Apart from the procurement of equipment, training of personnel and education of the public, she said the seven-member Commission needed to address other issues such as ensuring that there is adequate legislation pertaining to the security of prints.
Prime Minister Mark Phillips earlier this month told Demerara Waves Online News that the 2023 Data Protection Act would be operationalised “very soon”. “We are currently putting together the organizational structure, the infrastructure and the systems that are needed to operationalise—commence the functioning of—the oversight body in keeping with the provisions of the Data Protection Act,” he said.
Justice Singh stated categorically that “it is my opinion that GECOM could introduce” a system to move from manual to digital capture of fingerprints because 9 (1A) of the National Registration Act, as amended by Act 14 of 2005, empowers the Commission to determine from time to time procedures for the acquisition and electronic processing of data. “It is obvious therefore that, in this regard, there is nothing in the law or otherwise preventing the introduction of a system where such fingerprints are taken digitally, since it is the Commission that is empowered to determine such procedures,” she said.
On the question of biometric fingerprint identification for voting, the GECOM Chairman cautioned that that system could not be used as the sole means for identifying electors at polling stations or that would amount to a violation of Guyana’s Constitution. “Introducing a system of biometric identification of voters digitally as a mandatory, or only means of identification would impose an additional requirement for voters and would therefore be unconstitutional,” she said.

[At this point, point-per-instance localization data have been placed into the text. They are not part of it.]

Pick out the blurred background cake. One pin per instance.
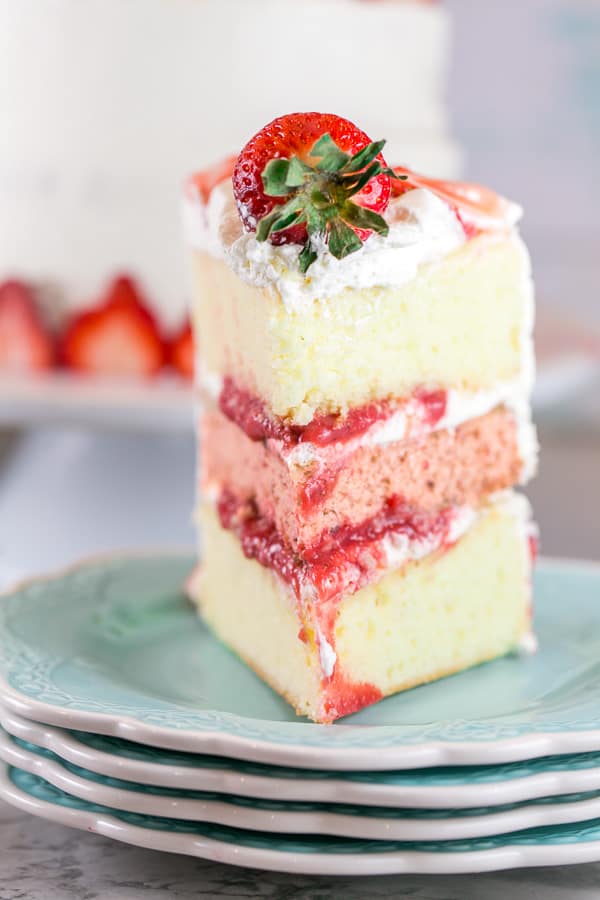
(105, 105)
(126, 96)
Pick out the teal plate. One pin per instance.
(450, 787)
(338, 819)
(113, 647)
(311, 854)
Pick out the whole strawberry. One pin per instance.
(310, 177)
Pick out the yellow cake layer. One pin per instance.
(462, 323)
(434, 617)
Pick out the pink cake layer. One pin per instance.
(341, 488)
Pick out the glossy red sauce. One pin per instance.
(342, 560)
(343, 696)
(250, 414)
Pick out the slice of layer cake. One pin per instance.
(365, 368)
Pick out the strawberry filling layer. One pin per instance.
(339, 565)
(249, 413)
(342, 562)
(311, 495)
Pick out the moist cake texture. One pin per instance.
(364, 417)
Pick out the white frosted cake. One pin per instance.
(117, 99)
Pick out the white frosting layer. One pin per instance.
(423, 228)
(400, 550)
(407, 422)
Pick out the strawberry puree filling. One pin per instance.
(249, 413)
(339, 488)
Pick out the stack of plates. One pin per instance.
(122, 715)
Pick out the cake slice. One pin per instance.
(365, 368)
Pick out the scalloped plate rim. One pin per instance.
(356, 864)
(302, 822)
(210, 740)
(456, 796)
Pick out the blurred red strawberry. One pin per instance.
(118, 337)
(25, 344)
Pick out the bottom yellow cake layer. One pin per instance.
(435, 616)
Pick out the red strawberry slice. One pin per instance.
(25, 345)
(295, 135)
(206, 181)
(119, 337)
(181, 351)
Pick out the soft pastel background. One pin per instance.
(524, 98)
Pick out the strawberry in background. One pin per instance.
(119, 337)
(181, 351)
(25, 343)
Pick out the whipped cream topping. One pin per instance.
(423, 229)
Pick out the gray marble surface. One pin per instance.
(43, 861)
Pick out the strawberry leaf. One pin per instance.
(364, 157)
(297, 172)
(331, 158)
(307, 257)
(319, 193)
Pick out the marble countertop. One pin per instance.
(43, 861)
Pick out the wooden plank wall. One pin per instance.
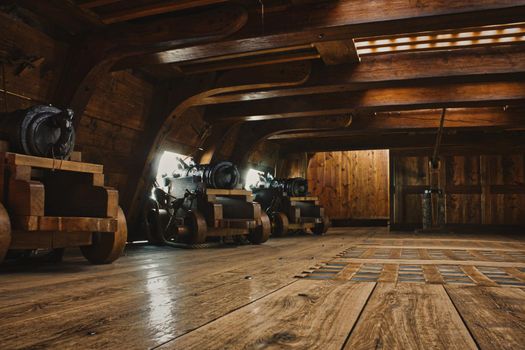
(351, 184)
(114, 118)
(113, 123)
(480, 189)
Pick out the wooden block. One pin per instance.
(20, 172)
(112, 200)
(71, 239)
(98, 180)
(31, 240)
(75, 156)
(26, 198)
(80, 200)
(48, 163)
(25, 223)
(77, 224)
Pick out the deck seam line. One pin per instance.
(359, 316)
(461, 317)
(226, 314)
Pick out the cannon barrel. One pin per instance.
(43, 131)
(221, 175)
(295, 187)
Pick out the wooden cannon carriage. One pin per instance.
(205, 202)
(290, 207)
(50, 203)
(54, 204)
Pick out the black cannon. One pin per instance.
(43, 131)
(202, 201)
(288, 204)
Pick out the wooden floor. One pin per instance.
(352, 289)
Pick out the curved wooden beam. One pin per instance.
(506, 90)
(251, 135)
(339, 20)
(92, 58)
(396, 70)
(474, 140)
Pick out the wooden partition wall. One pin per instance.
(351, 185)
(480, 189)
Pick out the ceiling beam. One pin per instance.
(487, 141)
(426, 96)
(156, 8)
(413, 121)
(340, 20)
(394, 70)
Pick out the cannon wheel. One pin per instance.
(320, 229)
(197, 227)
(261, 233)
(107, 246)
(280, 224)
(5, 232)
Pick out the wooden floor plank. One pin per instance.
(304, 315)
(495, 316)
(410, 316)
(159, 308)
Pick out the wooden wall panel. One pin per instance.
(352, 184)
(20, 42)
(113, 124)
(480, 189)
(114, 118)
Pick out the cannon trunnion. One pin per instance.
(289, 206)
(203, 202)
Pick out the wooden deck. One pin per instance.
(352, 289)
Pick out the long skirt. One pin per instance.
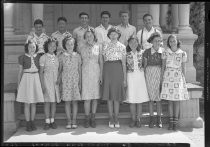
(174, 85)
(113, 86)
(30, 90)
(136, 87)
(153, 76)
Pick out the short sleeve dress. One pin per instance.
(50, 64)
(70, 76)
(30, 90)
(174, 84)
(90, 72)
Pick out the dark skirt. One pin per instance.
(113, 86)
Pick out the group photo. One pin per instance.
(132, 68)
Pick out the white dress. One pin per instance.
(136, 85)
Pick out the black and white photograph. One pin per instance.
(126, 74)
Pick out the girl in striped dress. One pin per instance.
(174, 85)
(152, 66)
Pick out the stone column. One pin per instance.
(175, 17)
(163, 15)
(154, 10)
(37, 13)
(8, 19)
(184, 17)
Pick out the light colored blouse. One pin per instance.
(174, 59)
(114, 51)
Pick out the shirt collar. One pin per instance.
(34, 55)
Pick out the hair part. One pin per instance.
(173, 36)
(64, 41)
(27, 44)
(62, 19)
(38, 21)
(83, 13)
(105, 13)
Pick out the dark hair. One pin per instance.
(92, 31)
(69, 38)
(62, 19)
(83, 13)
(27, 44)
(46, 44)
(145, 15)
(38, 21)
(178, 41)
(105, 12)
(128, 49)
(153, 35)
(123, 11)
(114, 29)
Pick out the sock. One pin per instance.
(47, 121)
(52, 120)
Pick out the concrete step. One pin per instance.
(101, 108)
(101, 118)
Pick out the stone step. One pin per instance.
(101, 118)
(101, 108)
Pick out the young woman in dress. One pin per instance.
(136, 86)
(91, 75)
(48, 75)
(174, 85)
(114, 75)
(29, 86)
(70, 77)
(153, 70)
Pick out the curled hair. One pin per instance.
(128, 49)
(105, 12)
(62, 19)
(153, 35)
(38, 21)
(92, 31)
(27, 44)
(46, 44)
(83, 13)
(114, 29)
(178, 41)
(64, 41)
(145, 15)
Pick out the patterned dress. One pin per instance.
(50, 64)
(136, 87)
(70, 76)
(174, 84)
(90, 72)
(153, 63)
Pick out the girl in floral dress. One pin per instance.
(174, 85)
(48, 75)
(29, 86)
(70, 76)
(91, 75)
(136, 87)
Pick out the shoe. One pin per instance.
(53, 125)
(46, 126)
(159, 122)
(111, 122)
(87, 121)
(68, 126)
(132, 123)
(33, 127)
(170, 127)
(92, 121)
(138, 123)
(28, 126)
(151, 123)
(117, 125)
(175, 124)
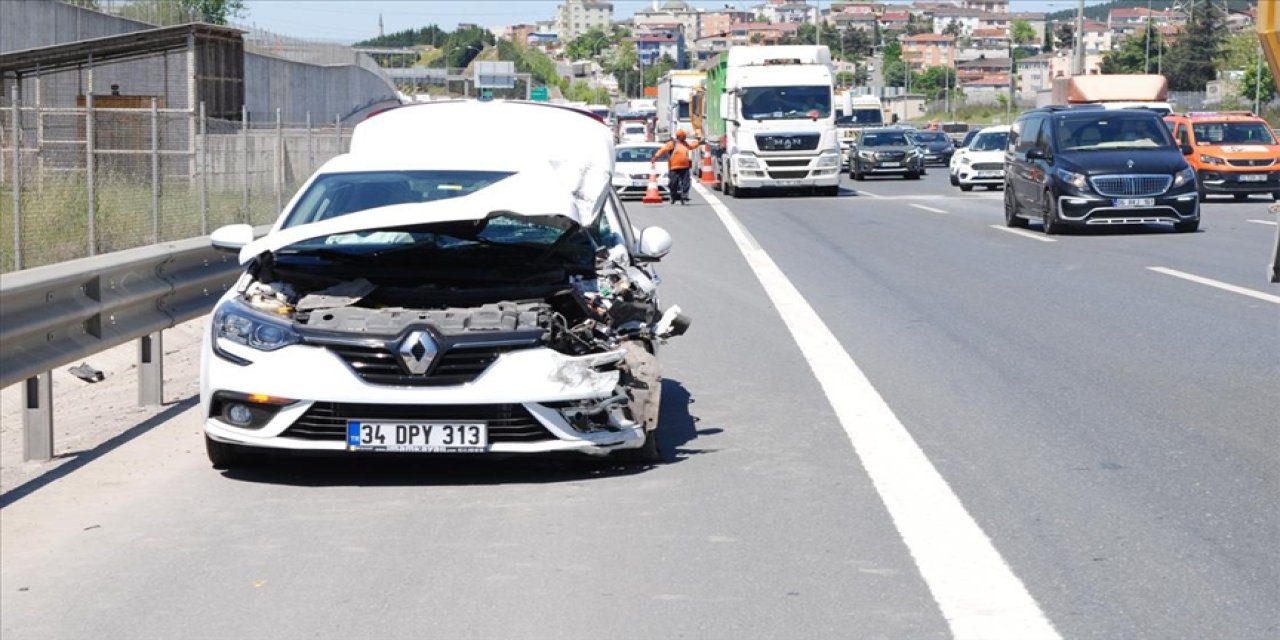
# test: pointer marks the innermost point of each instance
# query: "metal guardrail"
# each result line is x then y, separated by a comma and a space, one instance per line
55, 315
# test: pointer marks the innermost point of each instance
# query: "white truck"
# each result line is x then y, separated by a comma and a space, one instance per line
773, 119
675, 91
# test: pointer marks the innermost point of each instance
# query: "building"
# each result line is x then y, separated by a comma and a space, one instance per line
924, 50
577, 17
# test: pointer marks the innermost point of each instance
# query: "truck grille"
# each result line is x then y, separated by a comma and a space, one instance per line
1261, 161
787, 142
1130, 186
506, 423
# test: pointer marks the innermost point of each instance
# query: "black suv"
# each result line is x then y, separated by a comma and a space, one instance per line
1091, 165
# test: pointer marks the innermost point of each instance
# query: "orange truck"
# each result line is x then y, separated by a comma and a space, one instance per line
1233, 152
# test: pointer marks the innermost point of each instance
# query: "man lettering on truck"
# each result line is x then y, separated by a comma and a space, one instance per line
677, 168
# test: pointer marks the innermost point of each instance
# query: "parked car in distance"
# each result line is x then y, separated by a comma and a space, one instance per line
1087, 165
982, 161
424, 296
1233, 152
886, 151
935, 145
631, 169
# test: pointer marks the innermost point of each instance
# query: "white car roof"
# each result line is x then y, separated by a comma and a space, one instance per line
561, 160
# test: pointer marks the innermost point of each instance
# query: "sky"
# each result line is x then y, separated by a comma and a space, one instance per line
348, 21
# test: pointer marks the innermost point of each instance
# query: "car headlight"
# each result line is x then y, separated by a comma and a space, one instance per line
1073, 178
1184, 176
242, 325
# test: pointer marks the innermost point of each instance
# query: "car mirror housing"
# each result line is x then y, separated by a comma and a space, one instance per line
232, 238
654, 243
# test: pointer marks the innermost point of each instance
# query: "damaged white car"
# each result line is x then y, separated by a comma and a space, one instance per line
420, 295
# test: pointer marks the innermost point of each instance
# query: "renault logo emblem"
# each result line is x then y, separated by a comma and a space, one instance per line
417, 351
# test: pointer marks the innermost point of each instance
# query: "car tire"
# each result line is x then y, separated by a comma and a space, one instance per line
223, 456
1011, 218
1051, 223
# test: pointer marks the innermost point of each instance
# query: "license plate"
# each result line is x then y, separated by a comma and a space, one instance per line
1127, 202
417, 437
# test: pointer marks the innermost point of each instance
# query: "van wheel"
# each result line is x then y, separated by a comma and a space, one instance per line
1052, 225
1011, 218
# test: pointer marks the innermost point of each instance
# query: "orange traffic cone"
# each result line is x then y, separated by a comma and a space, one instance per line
652, 196
708, 174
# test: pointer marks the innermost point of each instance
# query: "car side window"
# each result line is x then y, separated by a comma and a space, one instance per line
1029, 136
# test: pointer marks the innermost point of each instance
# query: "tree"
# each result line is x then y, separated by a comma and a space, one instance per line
1134, 55
1192, 62
1253, 74
1022, 32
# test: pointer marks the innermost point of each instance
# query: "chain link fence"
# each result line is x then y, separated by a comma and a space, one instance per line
122, 172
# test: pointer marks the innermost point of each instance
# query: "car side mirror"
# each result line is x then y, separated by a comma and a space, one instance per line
654, 243
232, 238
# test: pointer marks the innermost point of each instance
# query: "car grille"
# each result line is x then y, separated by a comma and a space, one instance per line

Ms Singh cited the need for legislation to use biometric fingerprints as an additional means to aid in the identification of electors where, if a person who is eligible to vote cannot be identified using the digital fingerprint, other methods can still be used to identify one and allow one to vote. “It is my opinion that GECOM could introduce it in that way as another tool to identify persons. However, in this regard legislation will be necessary for the introduction of such tools,” she said.
In relation to biometric identification at the place of poll, she said the law provides for fingerprints of voters to be compared with that on their identity paper which equates to the National Identification (ID) card. However, she said only ID cards are issued to persons who could not sign or carry the fingerprint of the registrant. In this regard, what is on their identification card would also be in GECOM’s system, but a presiding officer could make such a comparison using just his or her eyes.